B2B Media Days by Deutsche Fachpresse

"Fast Forward": B2B Media Days 2026 | 21. Mai 2026 | Kulturbrauerei Berlin

Europas größter B2B-Medien-Kongress: Die B2B Media Days by Deutsche Fachpresse sind das Highlight-Event der Fachmedienanbieter. Rund 300 Teilnehmerinnen und Teilnehmer kommen jährlich zusammen, um über aktuelle Trends und Entwicklungen und Business Cases zu diskutieren. 

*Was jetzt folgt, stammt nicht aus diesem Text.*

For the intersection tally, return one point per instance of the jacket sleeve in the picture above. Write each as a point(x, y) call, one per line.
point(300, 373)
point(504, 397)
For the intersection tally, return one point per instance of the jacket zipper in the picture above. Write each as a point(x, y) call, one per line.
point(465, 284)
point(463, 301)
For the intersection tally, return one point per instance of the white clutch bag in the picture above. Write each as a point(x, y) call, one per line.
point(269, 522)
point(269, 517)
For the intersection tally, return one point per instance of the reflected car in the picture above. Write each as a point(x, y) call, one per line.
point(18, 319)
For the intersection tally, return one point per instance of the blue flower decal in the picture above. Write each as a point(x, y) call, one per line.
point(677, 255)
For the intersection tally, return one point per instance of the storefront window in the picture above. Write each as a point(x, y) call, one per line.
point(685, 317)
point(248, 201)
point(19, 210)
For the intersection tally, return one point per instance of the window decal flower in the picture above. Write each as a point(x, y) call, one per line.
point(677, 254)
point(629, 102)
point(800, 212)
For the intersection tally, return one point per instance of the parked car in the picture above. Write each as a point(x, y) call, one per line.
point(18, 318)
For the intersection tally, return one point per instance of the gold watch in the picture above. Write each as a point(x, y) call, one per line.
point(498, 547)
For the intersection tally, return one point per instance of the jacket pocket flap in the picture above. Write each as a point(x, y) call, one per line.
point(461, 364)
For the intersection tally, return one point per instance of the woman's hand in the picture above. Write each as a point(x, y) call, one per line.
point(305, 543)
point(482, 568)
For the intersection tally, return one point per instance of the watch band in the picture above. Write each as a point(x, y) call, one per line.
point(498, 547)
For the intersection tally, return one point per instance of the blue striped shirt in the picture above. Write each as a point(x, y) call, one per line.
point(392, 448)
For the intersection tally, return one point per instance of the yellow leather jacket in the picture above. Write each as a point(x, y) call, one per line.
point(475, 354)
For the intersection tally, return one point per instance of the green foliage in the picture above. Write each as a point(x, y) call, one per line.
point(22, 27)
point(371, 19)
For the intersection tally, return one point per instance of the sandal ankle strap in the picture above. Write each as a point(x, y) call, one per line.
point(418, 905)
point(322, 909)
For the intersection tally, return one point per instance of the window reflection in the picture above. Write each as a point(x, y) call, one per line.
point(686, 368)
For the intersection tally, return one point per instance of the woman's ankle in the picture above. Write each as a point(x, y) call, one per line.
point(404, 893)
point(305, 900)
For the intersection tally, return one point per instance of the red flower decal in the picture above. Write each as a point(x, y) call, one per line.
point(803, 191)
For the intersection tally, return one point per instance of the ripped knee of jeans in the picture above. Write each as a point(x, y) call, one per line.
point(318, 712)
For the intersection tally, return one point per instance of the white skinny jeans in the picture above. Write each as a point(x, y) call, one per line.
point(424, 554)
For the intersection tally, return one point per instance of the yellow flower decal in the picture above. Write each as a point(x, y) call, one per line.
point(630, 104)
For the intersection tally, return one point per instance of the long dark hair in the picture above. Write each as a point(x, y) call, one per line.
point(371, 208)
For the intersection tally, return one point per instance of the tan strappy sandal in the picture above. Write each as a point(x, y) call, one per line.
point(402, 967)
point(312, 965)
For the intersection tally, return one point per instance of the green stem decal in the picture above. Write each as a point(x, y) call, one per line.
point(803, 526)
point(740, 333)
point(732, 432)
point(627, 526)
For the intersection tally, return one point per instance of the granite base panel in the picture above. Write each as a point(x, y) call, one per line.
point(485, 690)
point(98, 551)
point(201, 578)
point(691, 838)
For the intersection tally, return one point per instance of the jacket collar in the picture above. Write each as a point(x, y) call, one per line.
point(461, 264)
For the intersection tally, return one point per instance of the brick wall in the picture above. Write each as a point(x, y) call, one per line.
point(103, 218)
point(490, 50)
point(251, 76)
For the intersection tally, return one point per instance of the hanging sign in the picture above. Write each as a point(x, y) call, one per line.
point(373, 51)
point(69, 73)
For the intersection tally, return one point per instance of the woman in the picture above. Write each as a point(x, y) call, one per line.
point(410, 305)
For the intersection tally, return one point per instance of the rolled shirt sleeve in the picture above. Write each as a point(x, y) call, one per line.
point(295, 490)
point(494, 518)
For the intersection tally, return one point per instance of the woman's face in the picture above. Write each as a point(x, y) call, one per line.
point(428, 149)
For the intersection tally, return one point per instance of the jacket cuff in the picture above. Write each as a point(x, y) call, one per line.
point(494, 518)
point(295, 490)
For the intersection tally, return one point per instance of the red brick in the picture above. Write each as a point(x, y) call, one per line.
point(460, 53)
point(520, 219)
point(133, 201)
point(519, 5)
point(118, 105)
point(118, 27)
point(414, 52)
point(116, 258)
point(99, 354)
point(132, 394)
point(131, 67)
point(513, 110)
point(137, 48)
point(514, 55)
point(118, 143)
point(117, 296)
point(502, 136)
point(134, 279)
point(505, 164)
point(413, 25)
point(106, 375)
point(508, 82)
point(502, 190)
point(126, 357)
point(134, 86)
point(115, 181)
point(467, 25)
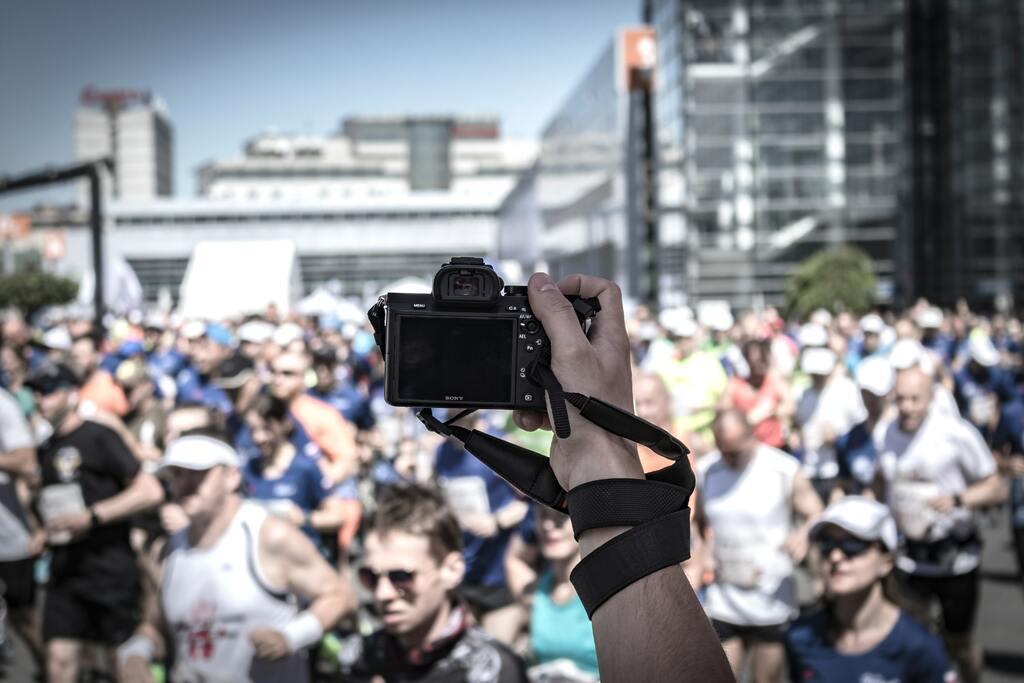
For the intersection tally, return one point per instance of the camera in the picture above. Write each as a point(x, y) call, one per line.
point(470, 343)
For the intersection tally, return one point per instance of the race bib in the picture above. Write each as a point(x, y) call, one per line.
point(738, 563)
point(57, 501)
point(913, 515)
point(467, 497)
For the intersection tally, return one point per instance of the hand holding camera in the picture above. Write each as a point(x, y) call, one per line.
point(598, 365)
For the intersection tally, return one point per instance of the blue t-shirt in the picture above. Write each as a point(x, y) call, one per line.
point(1010, 430)
point(908, 654)
point(561, 632)
point(350, 402)
point(302, 483)
point(855, 454)
point(484, 557)
point(195, 390)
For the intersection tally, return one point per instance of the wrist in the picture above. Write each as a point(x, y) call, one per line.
point(605, 458)
point(303, 631)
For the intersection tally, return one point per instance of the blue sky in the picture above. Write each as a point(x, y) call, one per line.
point(228, 70)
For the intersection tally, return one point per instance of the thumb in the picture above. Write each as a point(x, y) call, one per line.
point(557, 315)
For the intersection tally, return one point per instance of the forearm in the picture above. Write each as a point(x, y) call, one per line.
point(328, 518)
point(330, 605)
point(144, 493)
point(660, 610)
point(18, 463)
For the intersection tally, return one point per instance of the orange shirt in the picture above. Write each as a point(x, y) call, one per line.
point(104, 393)
point(327, 428)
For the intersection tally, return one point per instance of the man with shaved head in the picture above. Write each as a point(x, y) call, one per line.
point(330, 434)
point(935, 471)
point(751, 496)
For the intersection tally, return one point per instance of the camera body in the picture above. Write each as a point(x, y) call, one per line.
point(468, 344)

Unter dem Motto Fast Forward richten die B2B Media Days in diesem Jahr den Blick konsequent nach vorn: auf relevante Zukunftsthemen, strategische Weichenstellungen und konkrete Learnings für Fachmedienunternehmen. Hochkarätige Keynotes, Diskussionen auf Augenhöhe, Best Practices und intensives Networking machen den Kongress um zentralen Branchentreff. Die differenzierten Programmpunkte und Sessions beleuchten verschiedene Aspekte relevanter Themen – so unterstützt der Kongress die Teilnehmenden dabei, sich noch erfolgreicher am Markt zu machen. 

Welche neuen Tools & Services können die B2B-Profis bei der Arbeit unterstützen? Im großzügigen Ausstellungsbereich können sich die Teilnehmenden über die neuestes Services der Branchendienstleister informieren. 
Der Abend steht ganz im Zeichen der Verleihung der Branchenawards “Fachmedium des Jahres” und “Fachjournalist:in des Jahres” der Deutschen Fachpresse und schließt mit der B2B Media Night.

 

Neu 2026: Warm-up Evening & B2B Media Days Workshops 
 

Neue Programmpunkte am Vorabend und Folgetag stärken in diesem Jahr den Austausch und den Praxisnutzen.

Beim Warm-up Evening am Vorabend (20. Mai) können Teilnehmende bei Getränken und Snacks bereits ankommen, erste Gespräche führen und Kontakte knüpfen. Ganz bewusst ohne festes Programm – dafür mit umso mehr Raum für persönlichen Austausch und entspanntes Networking.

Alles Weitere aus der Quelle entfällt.